Evening always makes me think of summers during my childhood in southwestern Missouri.
Being a child, the extreme humidity there was not as noticeable to me as it is now. I really remember no discomfort about evenings at all, though I know there had to always be mosquitoes.
I loved to sit on the porch (front or back) and just look. Look at the trees moving softly in the gentle breeze. Look at the flowers as their colors faded with the light. Look at the cats and dogs playing (not necessarily with one another). Look at the sky as it changed from hot, hazy white to pinks and oranges to deep, star-dotted blues.
Like most children, I could not sit still forever, so I would get up and chase a rabbit, coax the cat to come to me or practice cartwheels. I do not remember when I first started doing cartwheels, but someone instilled in me at a very young age that they must be straight-legged cartwheels. I do not know if my legs were really straight, but I practiced all the time. They felt like they were straight. I remember loving how the cool grass felt on my hands as I did cartwheel after cartwheel.
As it got darker, I would love to return to the porch to sit and watch the sky as it turned dark blue higher in the sky, and yet remained a paler color, even yellow, near the horizon. The color surrounded me, and I became a part of it.
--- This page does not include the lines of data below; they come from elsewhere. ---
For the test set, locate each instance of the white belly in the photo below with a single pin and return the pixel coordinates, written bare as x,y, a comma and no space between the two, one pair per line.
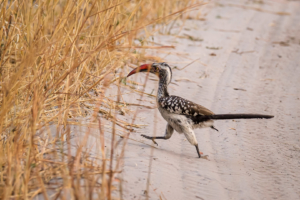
181,123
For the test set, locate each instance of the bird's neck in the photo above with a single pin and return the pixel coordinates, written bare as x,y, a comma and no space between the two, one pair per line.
162,88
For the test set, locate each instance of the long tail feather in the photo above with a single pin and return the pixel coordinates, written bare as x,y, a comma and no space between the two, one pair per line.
233,116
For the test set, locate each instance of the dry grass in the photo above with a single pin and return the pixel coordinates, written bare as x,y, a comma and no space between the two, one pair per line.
57,58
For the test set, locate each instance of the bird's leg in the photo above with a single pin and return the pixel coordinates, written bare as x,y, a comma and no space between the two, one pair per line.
214,128
197,149
168,134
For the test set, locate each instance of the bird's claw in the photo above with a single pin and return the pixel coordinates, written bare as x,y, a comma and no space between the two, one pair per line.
205,157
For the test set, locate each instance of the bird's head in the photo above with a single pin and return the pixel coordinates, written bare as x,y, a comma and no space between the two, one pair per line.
162,70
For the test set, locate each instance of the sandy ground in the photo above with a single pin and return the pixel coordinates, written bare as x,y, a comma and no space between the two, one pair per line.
251,52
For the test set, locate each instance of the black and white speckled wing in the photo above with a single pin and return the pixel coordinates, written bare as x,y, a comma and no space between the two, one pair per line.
181,106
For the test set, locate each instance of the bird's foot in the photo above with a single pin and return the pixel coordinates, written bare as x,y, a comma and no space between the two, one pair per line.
149,138
205,157
214,128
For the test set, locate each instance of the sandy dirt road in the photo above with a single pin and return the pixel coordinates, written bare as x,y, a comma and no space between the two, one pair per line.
251,52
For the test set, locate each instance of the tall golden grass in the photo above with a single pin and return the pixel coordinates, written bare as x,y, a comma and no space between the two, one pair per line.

And there were the sounds. The brushing sound of the trees in the breeze. Crickets and locusts and tree frogs. It was loud, but to me it was just ordinary. I took it all for granted. Now I miss it. There was always sound in the country in southwestern Missouri. Bugs and frogs at night. Birds in the day. I remember the first time I heard songbirds where I live now; it almost shocked me.
As I watched the sky get darker and darker, a new light would appear. Fireflies–. something else I took for granted. As they more and more filled the evening darkness, I would jump up from my spot and run to catch them. There were always old pickle jars with holes in the lids by the doors in which to collect them. My brother and I would fill those jars and stare and stare at them, waiting for them to all flash at one time. It never happened, but we for some reason thought it would be so unbelievably cool if they did. So we kept hoping. And watching.
The breeze of evening always felt sublime. The days were hot, and the evenings were reprieve. The light wind was rarely cold in the summer, only soothing. The feeling of the soft air wafting against my skin while watching the sky change from dusk to night might be my favorite memory of summer evenings.
Sometimes I would turn on a porch light and pretend I was singing on a stage. I would grab my jump rope and use the handle like a microphone. It warms my heart to see my daughters doing similar things on the landing of our stairs now. The singing would have to come to an end quickly, however, for the moths would be thick, flocking to the light and getting stuck in my hair.
Maybe I would walk around our large yard and watch how things changed in the waning light. We had lots of trees and flowers. I always loved things that grow, and I loved to see and touch them as the day made its way to a close. Somehow they felt smoother and softer in the cool of the evening.
Then my bare feet might feel something cold. And slimy. My shriek would pierce the peaceful evening. It was time to go inside, with toes stuck together by slug slime. Time to forget the fading light and the mesmerizing sounds and the gentle breezes caressing my skin. It was time to go inside, grab the salt and return (with shoes) for the more barbaric activities of the evening.